On the walls of Salar Jung museum hang the photographs of notable poet Afsar Muhammad, who is celebrating 40 years of his poetry. 

Published: 21st December 2019 06:48 AM  |   Last Updated: 21st December 2019 04:01 PM   |  A+A-

Poet Afsar Muhammad obliges a fan after he launched his book  ‘Afsar Kavitvam’,  an anthology of poems, at Salar Jung Museum on Friday

Poet Afsar Muhammad obliges a fan after he launched his book ‘Afsar Kavitvam’, an anthology of poems, at Salar Jung Museum on Friday.

Express News Service

HYDERABAD : On the walls of Salar Jung museum hang the photographs of notable poet Afsar Muhammad, who is celebrating 40 years of his poetry. The poet is present at the event. He is meeting and greeting people and students, and taking selfies with them. Apart from being a poet, Afsar is also a short story writer and literary critic in Telugu. A lecturer in South Asian Cultures and Telugu Studies at the South Asia Studies Department at the University of Pennsylvania, the poet is here at the museum to release his book ‘Afsar Kavitvam’, an anthology of his poems.

Born and brought up in a village in Telangana, Afsar has now become an icon of modern poetry in Telugu. His journey through four turbulent decades portrays his relentless passion not only for poetry, but his deep commitment to his immediate social discourses. “My book, ‘The Festival of Pirs: Popular Islam and Shared Devotion in South India’, focuses on the public ritual in the context of Islam as the religion,” says Afsar. 

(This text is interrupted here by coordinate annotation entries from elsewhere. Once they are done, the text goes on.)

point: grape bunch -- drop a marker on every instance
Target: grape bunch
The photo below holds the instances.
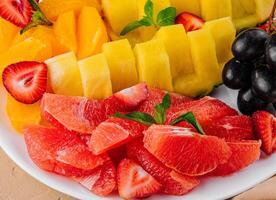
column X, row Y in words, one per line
column 252, row 71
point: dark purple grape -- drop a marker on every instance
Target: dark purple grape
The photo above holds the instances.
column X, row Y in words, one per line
column 250, row 44
column 236, row 75
column 270, row 52
column 248, row 103
column 264, row 84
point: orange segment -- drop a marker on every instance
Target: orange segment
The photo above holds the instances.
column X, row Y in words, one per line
column 53, row 8
column 21, row 114
column 92, row 34
column 7, row 34
column 65, row 30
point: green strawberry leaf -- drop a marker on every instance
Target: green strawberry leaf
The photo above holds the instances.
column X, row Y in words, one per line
column 160, row 109
column 140, row 117
column 166, row 17
column 189, row 117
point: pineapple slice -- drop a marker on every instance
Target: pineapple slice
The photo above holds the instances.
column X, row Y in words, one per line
column 215, row 9
column 187, row 6
column 7, row 33
column 53, row 8
column 223, row 32
column 92, row 34
column 146, row 33
column 119, row 13
column 153, row 64
column 206, row 68
column 177, row 46
column 121, row 64
column 95, row 77
column 21, row 115
column 65, row 30
column 64, row 75
column 30, row 49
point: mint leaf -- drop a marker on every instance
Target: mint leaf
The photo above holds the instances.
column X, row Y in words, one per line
column 148, row 9
column 140, row 117
column 130, row 27
column 160, row 109
column 166, row 17
column 189, row 117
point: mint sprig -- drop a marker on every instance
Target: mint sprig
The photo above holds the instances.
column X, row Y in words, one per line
column 164, row 18
column 38, row 18
column 190, row 118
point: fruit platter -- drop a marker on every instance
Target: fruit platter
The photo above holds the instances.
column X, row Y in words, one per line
column 167, row 99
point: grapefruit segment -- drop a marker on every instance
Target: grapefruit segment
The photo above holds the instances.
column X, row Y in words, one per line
column 185, row 151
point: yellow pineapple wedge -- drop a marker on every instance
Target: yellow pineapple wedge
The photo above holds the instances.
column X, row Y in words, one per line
column 65, row 30
column 7, row 33
column 21, row 115
column 177, row 46
column 53, row 8
column 64, row 75
column 91, row 34
column 146, row 33
column 121, row 62
column 95, row 77
column 153, row 64
column 187, row 6
column 206, row 68
column 30, row 49
column 215, row 9
column 223, row 32
column 120, row 13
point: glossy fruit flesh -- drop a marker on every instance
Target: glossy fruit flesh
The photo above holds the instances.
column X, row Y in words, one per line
column 236, row 74
column 270, row 52
column 248, row 103
column 250, row 44
column 264, row 84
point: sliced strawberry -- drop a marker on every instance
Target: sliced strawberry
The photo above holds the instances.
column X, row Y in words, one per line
column 134, row 181
column 186, row 152
column 190, row 21
column 48, row 147
column 18, row 12
column 113, row 133
column 155, row 96
column 102, row 181
column 264, row 126
column 173, row 182
column 133, row 96
column 26, row 81
column 206, row 110
column 244, row 153
column 231, row 128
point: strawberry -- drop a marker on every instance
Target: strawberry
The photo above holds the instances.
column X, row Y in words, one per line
column 18, row 12
column 134, row 182
column 264, row 129
column 244, row 153
column 190, row 21
column 173, row 182
column 231, row 128
column 26, row 81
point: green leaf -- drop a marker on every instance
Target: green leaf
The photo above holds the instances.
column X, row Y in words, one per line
column 148, row 9
column 166, row 17
column 160, row 109
column 189, row 117
column 140, row 117
column 131, row 26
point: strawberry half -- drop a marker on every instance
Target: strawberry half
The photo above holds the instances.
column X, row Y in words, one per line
column 134, row 181
column 18, row 12
column 26, row 81
column 190, row 21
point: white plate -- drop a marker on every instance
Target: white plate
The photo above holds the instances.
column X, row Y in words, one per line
column 211, row 188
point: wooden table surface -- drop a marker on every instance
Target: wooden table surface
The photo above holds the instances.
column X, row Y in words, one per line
column 15, row 184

“I am currently working on the modern history of Hyderabad, which focuses on religious violence and defines Hindu-Muslim religious identity,” he adds.His father Kowmudi, who was a prominent progressive writer, had a big influence on him. “From childhood, I have loved poetry. My father made me read great literature and from him, I got inspired to write, which took me in a different direction,” the poet says.

Living in a different country made him realise the importance of being at home and writing about the people with whom he has spent his life. “Living abroad brought me loneliness. It’s a very painful separation. You are physically away but psychologically, you are here in Hyderabad. Most of my poem describes the pain of being away from home living with different culture and different challenges, but luckily, I work at a beautiful university where South Asian studies is a huge part of the system,” he adds.
For him, poetry is one of the influencing forces which can change the society. He says, “Poetry can change the mind of the people, it can bring internal revolution which can make a huge impact in society.” His new book on will be released next year.